Étant observé que la société MOULINS SOUFFLET ne formule aucune demande relative à la compétence matérielle de la juridiction consulaire en se contentant de soutenir que la contestation relative à l’effet de la clause concernée ne peut prospérer, il y a lieu d’infirmer la décision entreprise – qui n’encourt pas la nullité de ce chef – en ce qu’elle a :

– condamné solidairement [D] [Y] à payer à la SA MOULINS SOUFFLET la somme de 102 015,26 euros,

– condamné [D] [Y] à payer à la SA MOULINS SOUFFLET la somme de 9 990,40 euros,

– condamné [D] [Y] à payer solidairement à la SA MOULINS SOUFFLET 1 000 euros au titre de l’article 700 du code de procédure civile,

– condamné [D] [Y] solidairement aux dépens en ce compris les frais de greffe liquidés à la somme de 84.48 euros TTC.

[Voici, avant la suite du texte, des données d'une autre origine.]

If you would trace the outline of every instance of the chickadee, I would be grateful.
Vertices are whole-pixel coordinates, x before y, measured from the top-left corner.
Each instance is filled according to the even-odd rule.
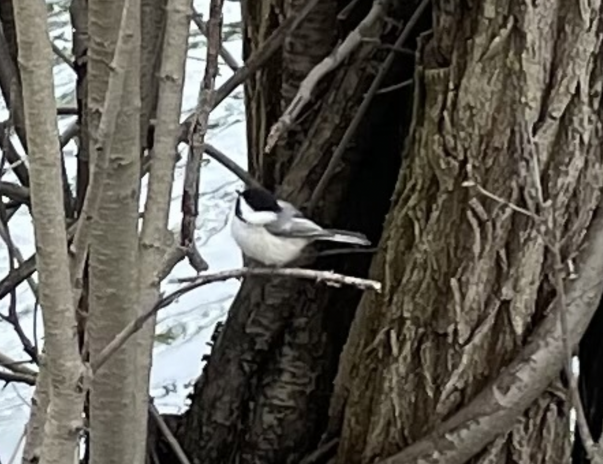
[[[237,191],[231,231],[243,254],[263,264],[282,266],[317,240],[370,245],[362,234],[323,229],[289,203],[257,188]]]

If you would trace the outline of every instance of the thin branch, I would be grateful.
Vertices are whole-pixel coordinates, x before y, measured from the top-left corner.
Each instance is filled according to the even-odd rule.
[[[394,44],[395,48],[401,48],[402,45],[404,45],[404,43],[410,36],[413,28],[414,28],[417,22],[421,17],[421,15],[423,14],[423,11],[425,11],[429,4],[429,0],[423,0],[419,4],[418,6],[417,7],[417,9],[412,13],[412,16],[411,16],[408,20],[408,22],[405,25],[404,29],[402,30],[397,40],[396,40],[396,43]],[[327,168],[324,170],[323,176],[320,178],[320,180],[318,181],[318,185],[317,185],[314,191],[312,194],[312,197],[310,198],[308,205],[309,211],[312,211],[316,208],[316,205],[323,195],[324,189],[326,188],[327,185],[330,182],[331,177],[335,173],[338,164],[341,162],[341,158],[343,157],[343,154],[347,148],[348,144],[352,140],[352,137],[354,136],[354,134],[356,133],[356,130],[360,124],[360,122],[364,118],[364,116],[368,110],[368,107],[370,106],[373,97],[381,86],[381,83],[385,78],[385,76],[389,71],[390,68],[391,68],[391,65],[394,63],[395,59],[396,52],[392,50],[381,65],[379,72],[375,76],[375,78],[371,84],[370,87],[368,87],[368,91],[364,96],[362,103],[361,103],[360,106],[356,110],[352,122],[350,122],[347,129],[346,129],[346,132],[341,138],[339,145],[337,145],[335,153],[333,153],[333,156],[329,161]]]
[[[317,65],[300,84],[297,94],[279,120],[272,126],[266,141],[265,153],[270,153],[279,138],[293,124],[299,113],[312,98],[312,93],[318,82],[329,72],[339,66],[362,43],[372,37],[374,26],[385,16],[389,0],[374,0],[366,17],[350,32],[346,39],[328,56]]]
[[[151,301],[157,297],[156,287],[165,275],[186,255],[186,249],[178,246],[173,237],[171,243],[166,242],[171,235],[168,220],[177,154],[175,135],[192,6],[191,0],[171,0],[166,7],[166,28],[171,33],[164,40],[159,69],[157,118],[154,142],[148,157],[148,191],[140,239],[141,285],[146,287],[143,292],[148,290],[153,294]],[[156,279],[156,275],[161,278]]]
[[[213,145],[206,143],[203,148],[206,153],[236,176],[245,182],[247,186],[250,187],[262,188],[261,184],[256,180],[250,174]]]
[[[0,367],[4,367],[15,373],[22,373],[25,375],[35,377],[36,371],[25,365],[30,362],[29,361],[16,361],[8,355],[0,352]]]
[[[65,54],[63,50],[57,46],[56,44],[53,42],[51,43],[52,46],[52,51],[54,52],[54,54],[58,56],[61,60],[65,63],[67,66],[71,68],[74,71],[75,71],[75,65],[74,65],[73,62],[71,61],[71,59]]]
[[[44,4],[13,3],[27,126],[31,193],[39,274],[40,301],[44,308],[45,347],[52,386],[43,443],[42,464],[73,459],[81,425],[83,396],[77,389],[82,367],[71,329],[75,308],[69,281],[60,149],[55,123],[51,49]],[[65,424],[68,424],[66,427]]]
[[[157,427],[159,428],[161,433],[163,434],[163,436],[169,444],[169,447],[172,448],[172,451],[174,451],[174,454],[176,455],[176,457],[178,458],[178,460],[180,464],[191,464],[191,461],[186,457],[184,450],[182,449],[182,447],[180,446],[176,437],[174,436],[172,431],[168,427],[168,424],[165,423],[165,421],[161,416],[161,415],[157,409],[157,407],[150,402],[149,402],[149,413],[151,414],[151,416],[155,420]]]
[[[603,197],[602,197],[603,202]],[[578,343],[603,294],[603,209],[591,221],[576,259],[578,278],[567,282],[567,331],[570,346]],[[467,406],[432,433],[377,464],[463,464],[497,436],[506,433],[565,364],[559,311],[554,305],[528,345]],[[463,446],[459,446],[462,443]]]
[[[5,382],[6,383],[18,382],[19,383],[24,383],[33,386],[36,384],[36,375],[31,375],[27,373],[6,372],[0,370],[0,381]]]
[[[262,44],[256,52],[215,92],[212,109],[221,103],[239,85],[246,81],[251,75],[263,66],[266,62],[280,48],[287,34],[295,30],[299,24],[306,19],[320,0],[309,0],[298,12],[293,12],[287,19],[280,23],[266,41]],[[180,124],[180,135],[178,140],[188,141],[191,125],[195,119],[193,113],[186,118]]]
[[[192,22],[195,23],[195,25],[197,27],[201,33],[203,34],[206,37],[207,37],[207,25],[205,24],[205,22],[201,19],[201,15],[193,7],[192,11]],[[233,72],[236,72],[241,66],[237,62],[235,57],[230,54],[230,52],[226,49],[224,47],[224,43],[220,44],[220,57],[223,60],[224,60],[224,63],[228,66]]]
[[[124,343],[133,334],[140,330],[145,322],[151,317],[156,314],[160,310],[171,305],[182,296],[182,295],[200,287],[206,285],[208,284],[250,276],[289,277],[321,282],[327,285],[335,287],[349,285],[355,287],[361,290],[373,290],[377,292],[380,292],[381,291],[381,284],[376,281],[362,279],[358,277],[350,277],[328,271],[318,271],[313,269],[300,269],[297,268],[266,269],[261,267],[242,267],[239,269],[221,271],[220,272],[213,274],[201,275],[189,279],[178,279],[177,282],[189,282],[190,283],[162,298],[151,308],[145,311],[144,314],[128,324],[99,354],[95,361],[90,366],[92,372],[98,372],[98,369],[107,362],[109,357],[123,346]]]
[[[211,0],[207,22],[207,52],[205,74],[199,92],[197,109],[189,134],[189,154],[182,192],[182,227],[180,246],[195,246],[195,230],[199,214],[201,159],[207,131],[209,113],[213,107],[214,86],[218,75],[218,54],[222,39],[222,7],[224,0]]]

statuant ainsi sur des demandes dont le tribunal de commerce d’EVRY ne pouvait connaître, et renvoyer les parties devant la Cour d’appel de POITIERS en vertu de l’article 90 alinéa 3 du code de procédure civile.

2- dépens et frais irrépétibles :

La SA MOULINS SOUFFLET qui succombe supportera la charge des dépens qui seront recouvrés conformément aux dispositions de l’article 699 du code de procédure civile.

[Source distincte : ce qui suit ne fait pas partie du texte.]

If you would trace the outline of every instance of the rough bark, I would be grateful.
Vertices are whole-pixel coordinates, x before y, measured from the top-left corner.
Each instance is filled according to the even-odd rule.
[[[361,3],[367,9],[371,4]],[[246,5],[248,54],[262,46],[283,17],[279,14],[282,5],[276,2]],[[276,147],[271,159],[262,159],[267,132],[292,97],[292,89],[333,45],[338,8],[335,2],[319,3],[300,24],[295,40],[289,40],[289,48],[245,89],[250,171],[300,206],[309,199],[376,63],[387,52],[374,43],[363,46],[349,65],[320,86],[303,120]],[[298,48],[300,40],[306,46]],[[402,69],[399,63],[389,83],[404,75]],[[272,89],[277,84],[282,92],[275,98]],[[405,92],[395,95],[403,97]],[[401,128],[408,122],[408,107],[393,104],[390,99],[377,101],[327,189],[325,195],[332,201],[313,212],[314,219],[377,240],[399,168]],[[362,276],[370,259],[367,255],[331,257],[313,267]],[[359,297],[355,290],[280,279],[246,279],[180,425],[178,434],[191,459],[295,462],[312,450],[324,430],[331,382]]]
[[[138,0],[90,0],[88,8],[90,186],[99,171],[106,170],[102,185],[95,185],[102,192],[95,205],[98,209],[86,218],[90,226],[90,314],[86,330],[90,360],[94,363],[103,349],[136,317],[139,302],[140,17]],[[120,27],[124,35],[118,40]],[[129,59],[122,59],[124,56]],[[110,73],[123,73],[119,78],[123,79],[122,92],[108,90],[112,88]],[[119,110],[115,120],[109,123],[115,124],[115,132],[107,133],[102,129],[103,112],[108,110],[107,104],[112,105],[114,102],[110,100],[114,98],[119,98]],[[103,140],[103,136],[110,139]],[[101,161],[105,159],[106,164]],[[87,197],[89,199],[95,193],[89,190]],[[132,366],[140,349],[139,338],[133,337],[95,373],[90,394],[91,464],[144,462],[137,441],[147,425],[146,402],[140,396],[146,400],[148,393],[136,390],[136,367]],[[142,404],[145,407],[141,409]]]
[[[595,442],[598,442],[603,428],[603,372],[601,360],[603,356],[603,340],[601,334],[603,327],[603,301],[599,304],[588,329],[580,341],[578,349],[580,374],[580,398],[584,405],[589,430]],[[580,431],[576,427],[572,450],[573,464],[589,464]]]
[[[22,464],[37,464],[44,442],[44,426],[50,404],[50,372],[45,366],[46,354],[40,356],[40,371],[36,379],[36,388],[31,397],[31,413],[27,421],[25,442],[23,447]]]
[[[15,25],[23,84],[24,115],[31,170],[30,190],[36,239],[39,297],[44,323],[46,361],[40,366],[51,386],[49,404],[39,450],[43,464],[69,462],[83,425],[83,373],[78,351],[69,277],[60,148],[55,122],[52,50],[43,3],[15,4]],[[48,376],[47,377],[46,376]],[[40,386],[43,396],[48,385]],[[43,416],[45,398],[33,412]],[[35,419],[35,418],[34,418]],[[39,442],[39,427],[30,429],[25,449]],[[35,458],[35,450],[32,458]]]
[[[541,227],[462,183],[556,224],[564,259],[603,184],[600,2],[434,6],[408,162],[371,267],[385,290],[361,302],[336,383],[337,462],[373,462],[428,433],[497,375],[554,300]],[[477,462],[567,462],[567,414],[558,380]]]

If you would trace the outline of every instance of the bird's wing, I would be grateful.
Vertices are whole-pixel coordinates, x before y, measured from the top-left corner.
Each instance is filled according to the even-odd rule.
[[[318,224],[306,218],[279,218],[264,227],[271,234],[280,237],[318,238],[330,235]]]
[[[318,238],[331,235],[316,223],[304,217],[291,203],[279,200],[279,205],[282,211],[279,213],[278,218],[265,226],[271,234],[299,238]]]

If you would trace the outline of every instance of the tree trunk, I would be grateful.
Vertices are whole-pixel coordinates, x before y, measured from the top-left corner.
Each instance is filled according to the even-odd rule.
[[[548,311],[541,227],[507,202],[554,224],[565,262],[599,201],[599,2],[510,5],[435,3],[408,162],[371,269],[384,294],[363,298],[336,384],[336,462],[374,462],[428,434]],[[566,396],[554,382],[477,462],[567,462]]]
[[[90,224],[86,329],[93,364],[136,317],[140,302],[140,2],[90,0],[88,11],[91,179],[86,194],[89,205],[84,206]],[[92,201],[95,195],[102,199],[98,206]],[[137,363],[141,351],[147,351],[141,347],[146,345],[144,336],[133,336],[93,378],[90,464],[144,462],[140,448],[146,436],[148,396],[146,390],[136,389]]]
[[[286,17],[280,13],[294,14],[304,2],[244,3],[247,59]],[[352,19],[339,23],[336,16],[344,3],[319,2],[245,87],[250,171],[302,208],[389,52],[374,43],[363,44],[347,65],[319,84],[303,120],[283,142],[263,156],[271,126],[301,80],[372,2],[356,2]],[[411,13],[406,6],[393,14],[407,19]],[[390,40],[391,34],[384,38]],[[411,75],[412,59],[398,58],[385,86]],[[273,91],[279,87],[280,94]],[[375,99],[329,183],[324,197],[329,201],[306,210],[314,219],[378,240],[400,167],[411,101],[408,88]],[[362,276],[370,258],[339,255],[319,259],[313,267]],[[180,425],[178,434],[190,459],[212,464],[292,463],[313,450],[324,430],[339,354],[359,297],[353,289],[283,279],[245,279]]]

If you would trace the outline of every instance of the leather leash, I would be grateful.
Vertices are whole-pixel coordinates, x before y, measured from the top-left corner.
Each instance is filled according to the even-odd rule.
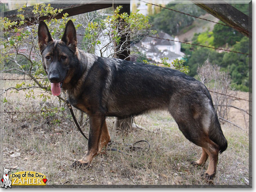
[[[72,116],[72,117],[73,118],[73,120],[74,120],[74,121],[75,122],[75,123],[76,124],[76,127],[77,127],[77,128],[78,129],[78,130],[79,130],[79,131],[80,131],[80,132],[81,134],[83,136],[83,137],[86,139],[88,140],[88,138],[87,138],[87,137],[85,136],[85,135],[83,133],[83,131],[81,129],[81,128],[80,127],[80,126],[79,125],[79,124],[78,124],[78,122],[77,122],[77,121],[76,121],[76,116],[75,116],[74,114],[74,112],[73,111],[73,109],[72,109],[72,106],[69,103],[69,101],[67,100],[66,100],[67,102],[67,104],[68,105],[68,107],[69,107],[69,111],[70,111],[70,113],[71,113],[71,115]],[[141,142],[145,142],[147,143],[148,145],[148,151],[149,150],[149,149],[150,149],[150,144],[147,141],[145,141],[144,140],[141,140],[141,141],[137,141],[135,143],[133,144],[130,144],[129,145],[131,145],[131,147],[130,147],[129,149],[130,149],[132,150],[136,150],[139,149],[141,149],[140,147],[134,147],[134,145],[138,143]],[[109,151],[117,151],[117,152],[119,152],[120,153],[122,153],[123,154],[125,154],[126,155],[128,155],[130,156],[132,156],[131,155],[127,154],[127,153],[125,153],[124,152],[123,152],[122,151],[120,150],[118,150],[118,149],[115,149],[115,148],[107,148],[106,149],[106,150],[107,150]]]
[[[76,121],[76,116],[74,114],[74,112],[73,111],[73,109],[72,109],[72,106],[71,106],[71,105],[69,103],[67,100],[66,100],[66,101],[67,101],[67,104],[68,107],[69,107],[69,109],[70,111],[70,113],[71,114],[71,115],[73,118],[73,120],[74,120],[74,121],[77,127],[77,128],[78,129],[78,130],[79,130],[79,131],[80,131],[80,132],[83,135],[83,137],[87,140],[88,140],[88,138],[87,138],[87,137],[85,136],[85,135],[83,133],[83,131],[80,127],[80,126],[79,126],[79,124],[78,123],[77,121]]]

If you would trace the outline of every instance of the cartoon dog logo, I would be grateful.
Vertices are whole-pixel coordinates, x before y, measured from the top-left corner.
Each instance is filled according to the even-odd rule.
[[[2,179],[2,181],[3,181],[3,185],[2,187],[4,187],[5,184],[5,188],[7,188],[9,187],[10,188],[11,188],[11,177],[9,176],[8,172],[10,171],[9,169],[6,168],[4,167],[4,174],[3,175],[3,179]]]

Elle sera également condamnée à payer à [D] [H], qui a dû exposer des frais irrépétibles, une somme au titre de l’article 700 du code de procédure civile qu’il est équitable de fixer à 2 000 euros.

PAR CES MOTIFS

La cour,

Statuant publiquement, par arrêt rendu par défaut,

DIT irrecevable l’appel interjeté à l’égard de la SARL [Y] HOLDING ;

INFIRME le jugement déféré en ce qu’il a :

– condamné solidairement [D] [Y] à payer à la SA MOULINS SOUFFLET la somme de 102 015,26 euros,

– condamné [D] [Y] à payer à la SA MOULINS SOUFFLET la somme de 9 990,40 euros,

– condamné [D] [Y] à payer solidairement à la SA MOULINS SOUFFLET 1 000 euros au titre de l’article 700 du code de procédure civile,

– condamné [D] [Y] solidairement aux dépens en ce compris les frais de greffe liquidés à la somme de 84.48 euros TTC.

Statuant à nouveau de ces chefs,

DIT le tribunal de commerce d’EVRY est incompétent pour connaître des demandes formées à l’encontre de [D] [H] ;

RENVOIE l’affaire à la connaissance de la Cour d’appel de POITIERS ;

Y ajoutant,

CONDAMNE la SA MOULINS SOUFFLET aux dépens d’appel ;

CONDAMNE la SA MOULINS SOUFFLET à payer à [D] [H] la somme de 2 000 euros en application de l’article 700 du code de procédure civile.